I calculated the averages... So 24 reading in one day, took the average and did it the 7 days so it covers all the data.

So is it worth putting that scatterplot in my work, how would I describe the relationship in comparison to the P-Value which was very strong?

If there are any other statistical tests you recommend for these variables, please tell me!

Thanks.

#### Dason

Maybe we should back up. Can you start at the beginning and describe how the data was collected and exactly what you did?

#### KimboSlice

Yeah sure,

The data is from a government statistics website based on air quality and the factors which affect air quality.

You have to look into a particular pollutant and analyse the factors which influence its concentration at a particular site.

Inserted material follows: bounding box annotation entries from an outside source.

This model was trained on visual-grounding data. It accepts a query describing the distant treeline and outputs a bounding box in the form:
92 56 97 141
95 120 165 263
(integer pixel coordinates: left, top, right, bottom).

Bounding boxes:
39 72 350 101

The samples are huge, we're talking 24 readings a day every day since 1997 so I chose to look at a small sample ranging over a week so 24 readings a day, 7 days...

I chose to do Carbon Monoxide (CO) as my first pollutant and traffic speed as the factor which influences concentration.

I put the data into minitab alongside one another and used a correlation test and got P-Value = 0.011

Then attempted to re-enforce the relationship with a scatter-plot by taking the averages of 24 readings a day for 7 days and plotted them with the averages of traffic.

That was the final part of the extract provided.